Born Frederick George Allison Biles, Biles grew up in Allington, Dorset and began an apprenticeship to a local sign writer aged 14 before setting up his own business, first called Cast and Biles and later Signs Service Studios, in East Street, Bridport. He preferred to paint on marine plywood. He conducted research into historically appropriate details and clothing for his signs, such as finding an old photograph of a monument before it was moved. Whipple and Anderson, who profiled him in a book on pubs, commented that he used "a delicate, subdued style...his signs often contain subtle ocean blues and carefully executed grey or cloudy skies". When painting a two-sided pub sign he painted a different design on each side. Also surviving from his work are theatre wall murals in the Bridport Electric Palace theatre and backcloths for local theatre and pantomime performances. A 1932 profile covering his Electric Palace murals commented that he used "pastoral scenes painted in pastel shades". By the end of his career he was nicknamed "The Professor".
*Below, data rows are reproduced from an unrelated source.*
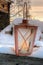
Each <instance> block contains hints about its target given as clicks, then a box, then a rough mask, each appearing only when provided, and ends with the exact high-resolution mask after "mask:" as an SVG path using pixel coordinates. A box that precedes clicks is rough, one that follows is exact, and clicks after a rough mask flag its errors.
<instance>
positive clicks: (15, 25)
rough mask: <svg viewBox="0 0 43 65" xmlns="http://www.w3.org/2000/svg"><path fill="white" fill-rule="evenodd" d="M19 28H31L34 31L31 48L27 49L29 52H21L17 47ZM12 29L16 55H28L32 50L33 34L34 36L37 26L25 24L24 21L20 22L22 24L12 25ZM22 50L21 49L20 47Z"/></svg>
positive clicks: (21, 55) (33, 40)
mask: <svg viewBox="0 0 43 65" xmlns="http://www.w3.org/2000/svg"><path fill="white" fill-rule="evenodd" d="M19 28H20V29H30V30H31V29H33V31H34V37H33V42H32V46H31V47H32V48H31V50H29V53H24V54H23V53H21V52H20V50H19V48H18V45H19V43H18V31H19ZM14 30H15V53H16V55H18V56H27V55H30V54H31V53H32V50H33V47H34V41H35V36H36V31H37V26H31V25H29V24H25V23H22V24H19V25H15V26H14ZM21 50H22V49H21Z"/></svg>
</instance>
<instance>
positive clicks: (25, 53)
mask: <svg viewBox="0 0 43 65" xmlns="http://www.w3.org/2000/svg"><path fill="white" fill-rule="evenodd" d="M24 9H26V10H24V13H26V15H25V14H24V15H25V16H24V19H23V21H22V23H21V24H19V25H15V27H14V29H15V53H16V55H19V56H26V55H29V54H31V53H32V50H33V46H34V40H35V34H36V30H37V27H36V26H31V25H29V24H28V20H27V4H26V3H24Z"/></svg>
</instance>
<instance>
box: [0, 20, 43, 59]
mask: <svg viewBox="0 0 43 65" xmlns="http://www.w3.org/2000/svg"><path fill="white" fill-rule="evenodd" d="M21 20H22V19H21ZM16 21H17V20H15V21H14V22H15V23H16ZM14 22H13V23H14ZM18 22H20V20H19V19H18ZM21 22H22V21H21ZM15 23H14V24H15ZM17 24H18V23H17ZM9 30H11V25H9V26H7V27H6V28H5V29H4V30H2V31H1V32H0V53H5V54H15V51H14V49H15V39H14V32H13V35H10V34H5V31H9ZM36 37H37V36H36ZM35 45H36V46H39V47H38V48H37V47H35V48H33V52H32V54H31V55H29V56H31V57H37V58H43V41H39V40H36V41H35Z"/></svg>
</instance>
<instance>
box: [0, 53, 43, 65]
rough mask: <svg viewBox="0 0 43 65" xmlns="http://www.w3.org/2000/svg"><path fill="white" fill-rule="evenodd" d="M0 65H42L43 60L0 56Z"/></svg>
mask: <svg viewBox="0 0 43 65" xmlns="http://www.w3.org/2000/svg"><path fill="white" fill-rule="evenodd" d="M0 65H43V59H39V58H32V57H26V56H24V57H23V56H22V57H20V56H18V57H17V56H15V55H8V54H0Z"/></svg>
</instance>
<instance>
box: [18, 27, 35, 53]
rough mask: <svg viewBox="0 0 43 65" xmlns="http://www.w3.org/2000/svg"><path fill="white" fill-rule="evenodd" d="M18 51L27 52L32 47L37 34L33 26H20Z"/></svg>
mask: <svg viewBox="0 0 43 65" xmlns="http://www.w3.org/2000/svg"><path fill="white" fill-rule="evenodd" d="M17 32H18V51H19V53H22V54H26V53H29V52H30V51H31V49H32V44H33V40H34V35H35V29H33V28H29V27H28V28H18V31H17Z"/></svg>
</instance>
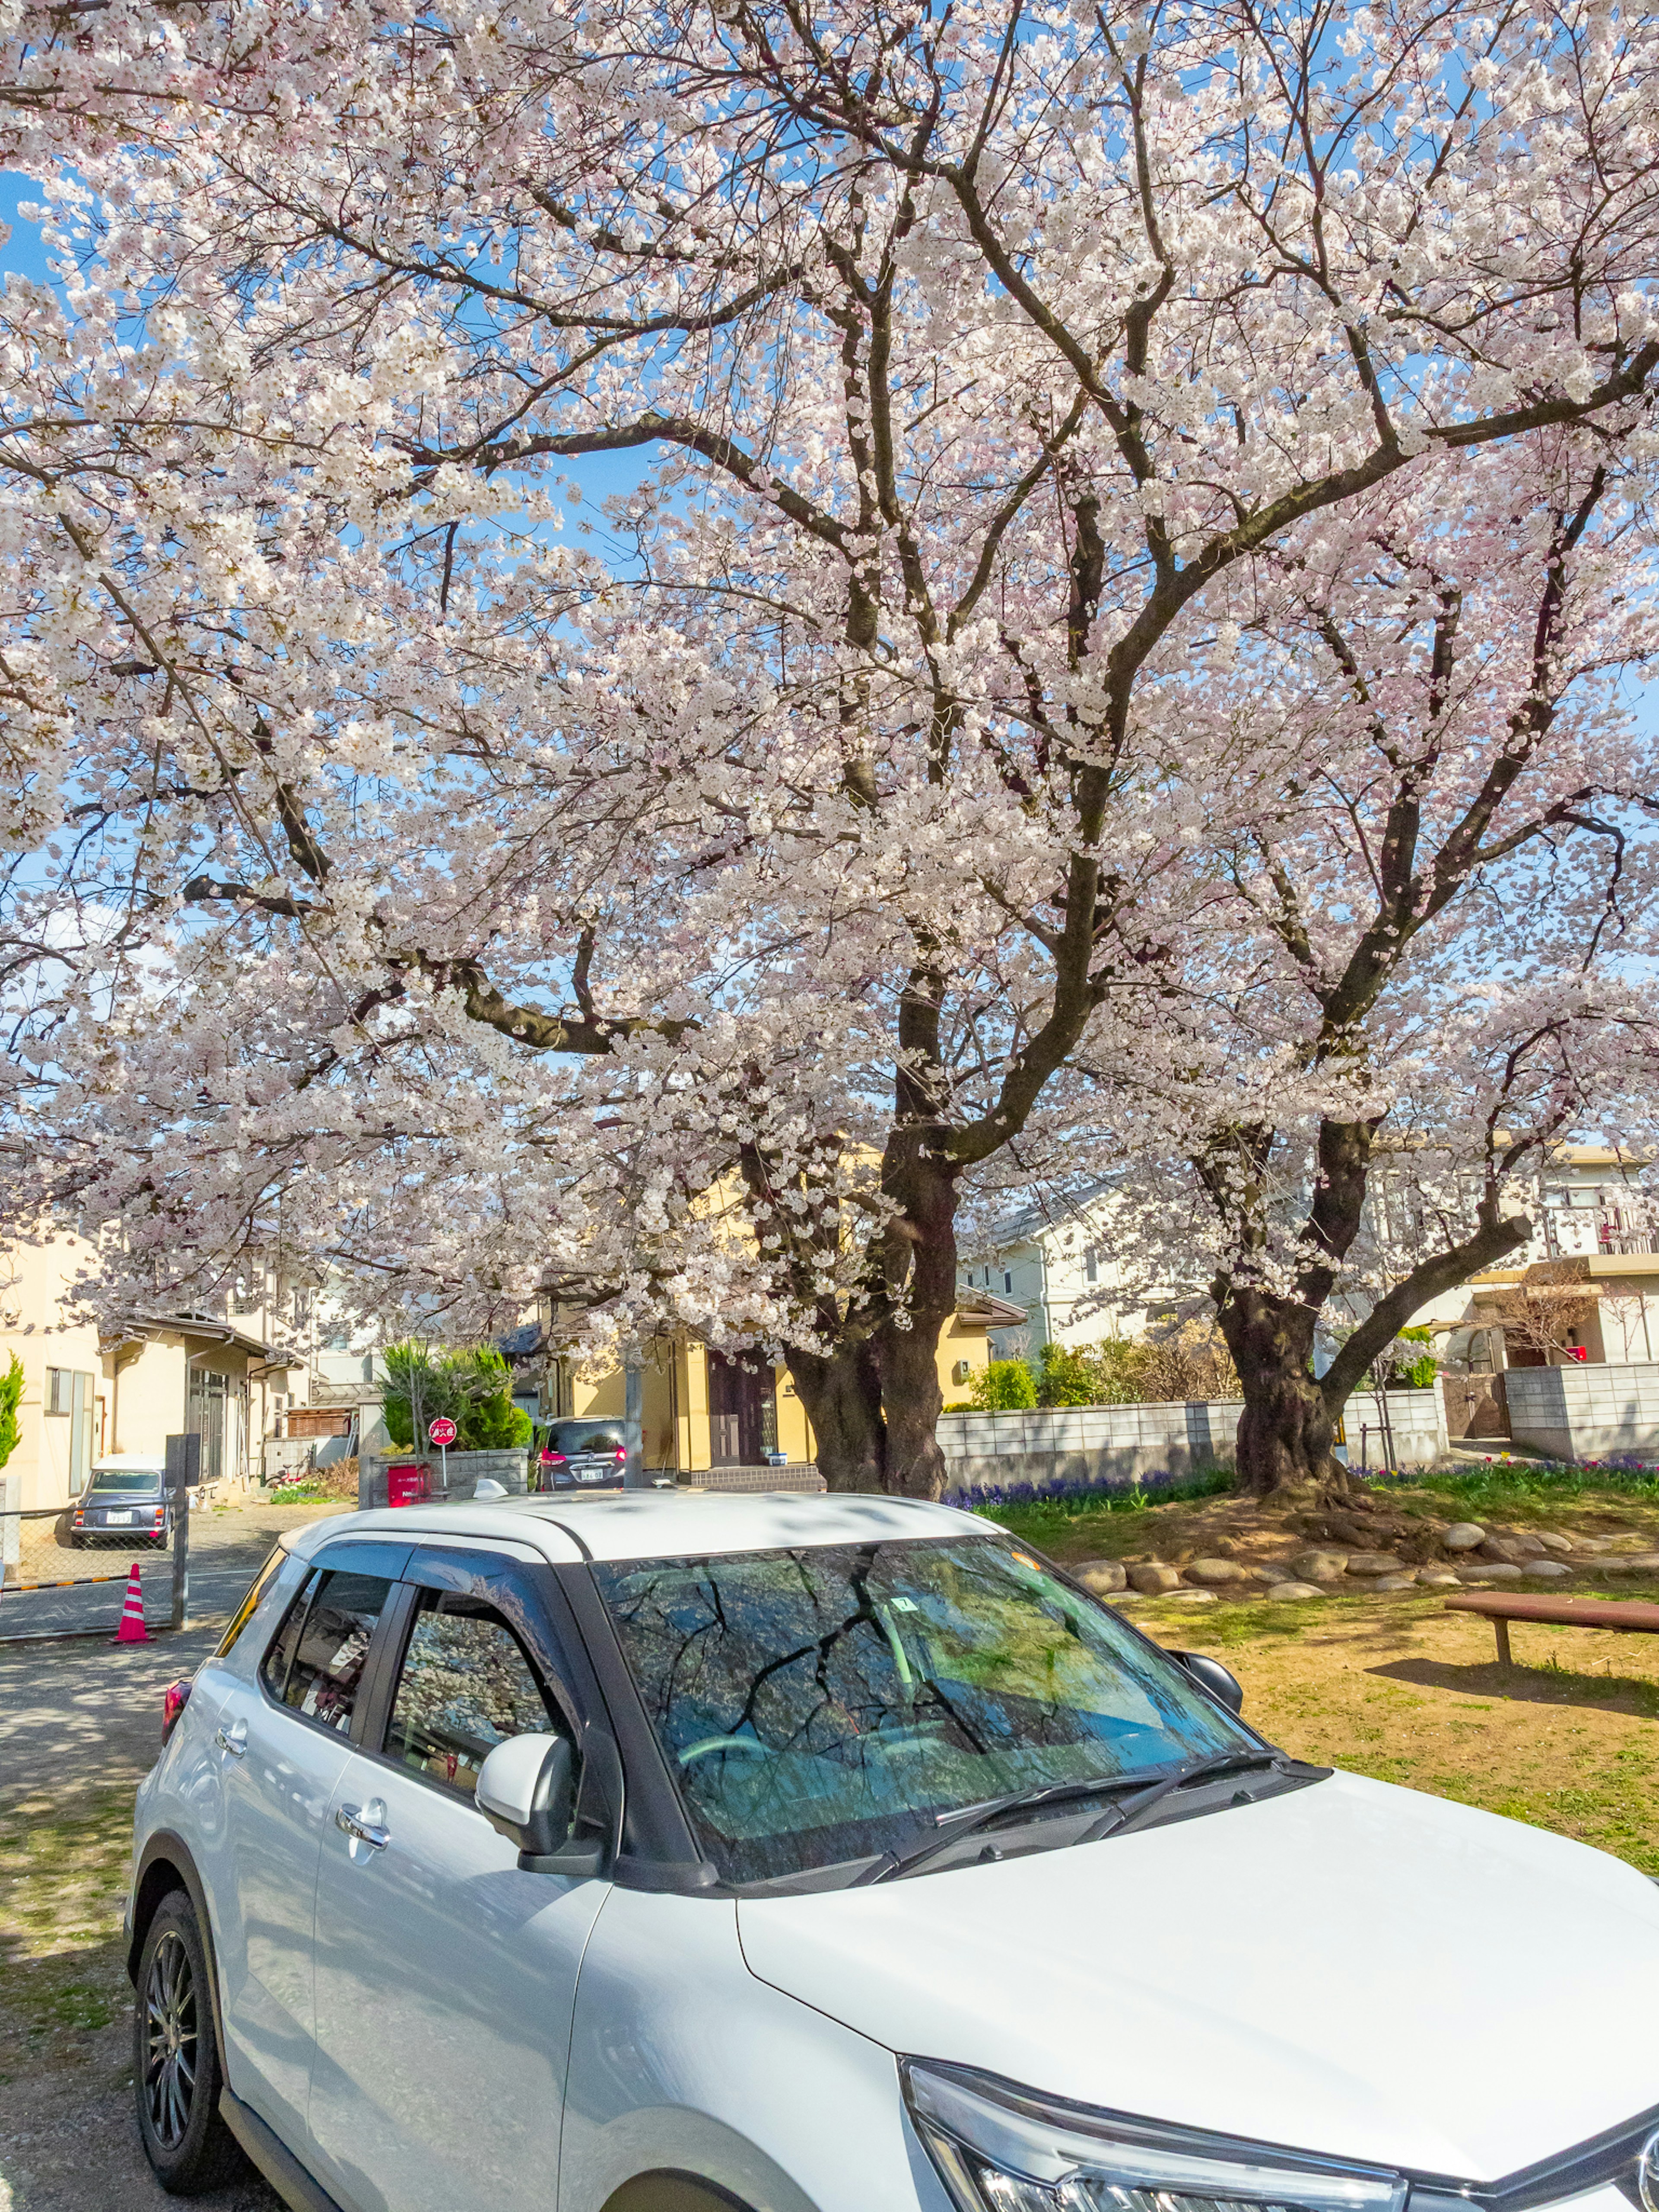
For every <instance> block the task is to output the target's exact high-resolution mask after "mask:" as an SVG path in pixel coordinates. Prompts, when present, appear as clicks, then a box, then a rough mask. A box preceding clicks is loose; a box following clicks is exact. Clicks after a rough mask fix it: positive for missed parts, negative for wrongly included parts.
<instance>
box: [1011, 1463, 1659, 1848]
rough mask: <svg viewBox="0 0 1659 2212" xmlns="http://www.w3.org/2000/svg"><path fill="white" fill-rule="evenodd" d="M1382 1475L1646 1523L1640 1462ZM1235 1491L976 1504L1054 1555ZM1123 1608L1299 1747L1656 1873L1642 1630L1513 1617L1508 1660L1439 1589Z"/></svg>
mask: <svg viewBox="0 0 1659 2212" xmlns="http://www.w3.org/2000/svg"><path fill="white" fill-rule="evenodd" d="M1387 1495H1389V1502H1391V1504H1398V1506H1400V1509H1402V1511H1407V1513H1409V1511H1413V1509H1416V1511H1420V1513H1433V1515H1438V1517H1442V1520H1444V1517H1453V1515H1455V1517H1469V1520H1478V1522H1482V1524H1486V1522H1502V1524H1504V1526H1511V1528H1526V1526H1535V1528H1564V1531H1577V1533H1586V1535H1595V1533H1613V1531H1626V1528H1628V1531H1637V1533H1641V1535H1648V1537H1655V1542H1659V1482H1655V1480H1652V1478H1632V1480H1613V1482H1608V1480H1606V1478H1579V1475H1568V1478H1555V1480H1551V1478H1544V1475H1537V1473H1531V1471H1526V1469H1517V1471H1506V1469H1502V1467H1493V1469H1473V1471H1469V1473H1462V1471H1460V1473H1453V1475H1447V1478H1433V1480H1431V1482H1425V1484H1416V1486H1411V1489H1394V1486H1389V1493H1387ZM1248 1511H1250V1509H1245V1506H1243V1502H1241V1500H1237V1498H1228V1495H1223V1498H1217V1495H1210V1498H1188V1500H1175V1502H1170V1504H1159V1506H1139V1509H1133V1506H1128V1509H1126V1506H1117V1509H1115V1511H1106V1513H1102V1511H1079V1509H1064V1506H1009V1509H995V1511H993V1513H991V1517H993V1520H998V1522H1002V1524H1004V1526H1009V1528H1013V1531H1015V1533H1018V1535H1020V1537H1024V1540H1026V1542H1029V1544H1035V1546H1040V1548H1042V1551H1046V1553H1048V1555H1051V1557H1055V1559H1064V1562H1077V1559H1113V1557H1119V1559H1121V1557H1133V1555H1157V1557H1166V1559H1172V1557H1179V1555H1181V1553H1190V1551H1194V1548H1208V1546H1210V1542H1212V1540H1214V1535H1217V1533H1219V1531H1225V1528H1230V1526H1237V1524H1239V1522H1241V1517H1245V1515H1248ZM1579 1595H1586V1597H1646V1599H1659V1584H1655V1582H1639V1579H1635V1577H1619V1582H1617V1586H1613V1584H1601V1582H1597V1584H1590V1582H1584V1584H1582V1586H1579ZM1126 1613H1128V1617H1130V1619H1133V1621H1135V1624H1137V1626H1139V1628H1144V1630H1146V1632H1148V1635H1150V1637H1152V1639H1155V1641H1159V1644H1168V1646H1177V1648H1188V1650H1208V1652H1214V1655H1217V1657H1219V1659H1225V1663H1228V1666H1230V1668H1232V1670H1234V1674H1237V1677H1239V1681H1241V1683H1243V1692H1245V1717H1248V1719H1250V1721H1252V1723H1254V1725H1256V1728H1259V1730H1261V1732H1263V1734H1265V1736H1270V1739H1272V1741H1274V1743H1281V1745H1285V1750H1290V1752H1296V1754H1298V1756H1301V1759H1316V1761H1321V1763H1325V1765H1338V1767H1349V1770H1352V1772H1356V1774H1371V1776H1376V1778H1378V1781H1387V1783H1405V1785H1407V1787H1411V1790H1431V1792H1433V1794H1438V1796H1449V1798H1458V1801H1460V1803H1464V1805H1480V1807H1484V1809H1486V1812H1500V1814H1509V1816H1511V1818H1515V1820H1533V1823H1537V1825H1540V1827H1551V1829H1557V1832H1559V1834H1564V1836H1577V1838H1582V1840H1584V1843H1593V1845H1597V1847H1599V1849H1604V1851H1615V1854H1617V1856H1619V1858H1628V1860H1630V1863H1632V1865H1635V1867H1641V1869H1644V1871H1646V1874H1659V1637H1646V1635H1608V1632H1601V1630H1590V1628H1546V1626H1531V1624H1513V1648H1515V1659H1517V1666H1515V1668H1500V1666H1498V1663H1495V1648H1493V1630H1491V1624H1489V1621H1484V1619H1478V1617H1473V1615H1467V1613H1447V1610H1444V1601H1442V1597H1440V1593H1425V1595H1422V1597H1418V1595H1413V1593H1411V1595H1407V1593H1400V1595H1394V1597H1374V1595H1367V1593H1363V1590H1360V1593H1356V1595H1334V1597H1321V1599H1307V1601H1303V1604H1261V1601H1256V1604H1250V1601H1219V1604H1210V1606H1194V1604H1179V1601H1177V1604H1166V1601H1159V1599H1139V1601H1130V1604H1128V1606H1126Z"/></svg>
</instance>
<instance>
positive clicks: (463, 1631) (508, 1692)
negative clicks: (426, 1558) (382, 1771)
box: [385, 1590, 564, 1796]
mask: <svg viewBox="0 0 1659 2212" xmlns="http://www.w3.org/2000/svg"><path fill="white" fill-rule="evenodd" d="M549 1732H555V1734H564V1728H562V1723H560V1717H557V1710H555V1708H553V1701H551V1699H549V1697H546V1692H544V1690H542V1686H540V1681H538V1679H535V1668H533V1666H531V1661H529V1659H526V1655H524V1646H522V1644H520V1641H518V1637H515V1635H513V1630H511V1628H509V1626H507V1621H504V1619H502V1617H500V1613H495V1610H493V1606H487V1604H484V1601H482V1599H478V1597H462V1595H458V1593H453V1590H442V1593H440V1590H422V1593H420V1613H416V1619H414V1628H411V1630H409V1646H407V1650H405V1655H403V1668H400V1670H398V1688H396V1694H394V1699H392V1723H389V1728H387V1741H385V1747H387V1756H389V1759H398V1761H400V1763H403V1765H405V1767H414V1770H416V1772H418V1774H425V1776H427V1781H436V1783H442V1785H445V1787H447V1790H456V1792H460V1794H462V1796H471V1792H473V1787H476V1783H478V1770H480V1767H482V1763H484V1759H487V1756H489V1752H491V1750H493V1747H495V1745H498V1743H507V1739H509V1736H542V1734H549Z"/></svg>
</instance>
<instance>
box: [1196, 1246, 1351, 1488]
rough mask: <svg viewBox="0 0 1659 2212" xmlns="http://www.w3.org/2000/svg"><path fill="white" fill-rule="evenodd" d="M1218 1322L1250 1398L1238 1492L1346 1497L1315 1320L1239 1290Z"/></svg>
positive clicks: (1229, 1351)
mask: <svg viewBox="0 0 1659 2212" xmlns="http://www.w3.org/2000/svg"><path fill="white" fill-rule="evenodd" d="M1217 1318H1219V1323H1221V1334H1223V1336H1225V1340H1228V1352H1232V1365H1234V1367H1237V1369H1239V1383H1241V1387H1243V1400H1245V1405H1243V1413H1241V1416H1239V1444H1237V1453H1239V1458H1237V1464H1239V1489H1243V1491H1252V1493H1254V1495H1256V1498H1265V1495H1267V1493H1270V1491H1285V1489H1296V1486H1301V1484H1310V1482H1316V1484H1318V1486H1321V1489H1325V1491H1345V1489H1347V1475H1345V1471H1343V1464H1340V1462H1338V1460H1336V1455H1334V1453H1332V1438H1334V1433H1336V1431H1334V1422H1332V1416H1329V1411H1327V1409H1325V1394H1323V1389H1321V1387H1318V1383H1316V1380H1314V1367H1312V1352H1314V1314H1312V1312H1310V1310H1307V1307H1305V1305H1298V1303H1294V1301H1292V1298H1274V1296H1270V1294H1267V1292H1261V1290H1234V1292H1232V1294H1230V1296H1228V1298H1225V1303H1223V1305H1221V1312H1219V1316H1217Z"/></svg>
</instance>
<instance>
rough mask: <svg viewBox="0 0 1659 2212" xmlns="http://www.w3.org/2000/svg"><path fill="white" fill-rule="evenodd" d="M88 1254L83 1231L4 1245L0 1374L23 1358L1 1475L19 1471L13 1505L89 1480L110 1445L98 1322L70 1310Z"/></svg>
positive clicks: (78, 1485) (3, 1251) (1, 1271)
mask: <svg viewBox="0 0 1659 2212" xmlns="http://www.w3.org/2000/svg"><path fill="white" fill-rule="evenodd" d="M88 1256H91V1245H86V1243H84V1241H82V1239H80V1237H53V1239H51V1241H46V1243H11V1245H0V1374H4V1371H9V1367H11V1358H13V1354H15V1358H18V1360H20V1363H22V1400H20V1405H18V1442H15V1447H13V1451H11V1458H9V1460H7V1464H4V1469H0V1475H11V1478H20V1489H15V1491H13V1509H18V1506H20V1509H29V1506H55V1504H64V1502H66V1500H71V1498H75V1495H77V1493H80V1491H82V1489H84V1486H86V1471H88V1467H91V1464H93V1460H95V1458H100V1455H102V1453H106V1451H111V1449H113V1447H111V1407H108V1378H106V1376H104V1356H102V1347H100V1340H97V1327H95V1323H91V1321H75V1318H71V1312H69V1301H71V1296H73V1285H75V1276H77V1274H80V1270H82V1265H84V1263H86V1259H88Z"/></svg>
As Biles and his wife Hilda May Kirk (m. 1926) did not have children and Hilda predeceased him, his studio contents were assigned by his executors to friend Ken Allen after his death, who preserved them. One of his main clients, Palmers Brewery, preserved many of his signs done for its pubs, such as when pubs closed. A first full exhibition on Biles' work took place in Bridport Arts Centre, Bridport Museum and other local venues in August 2024. The exhibition was curated by painter Jemma Thompson, who studied with one of Biles' apprentices.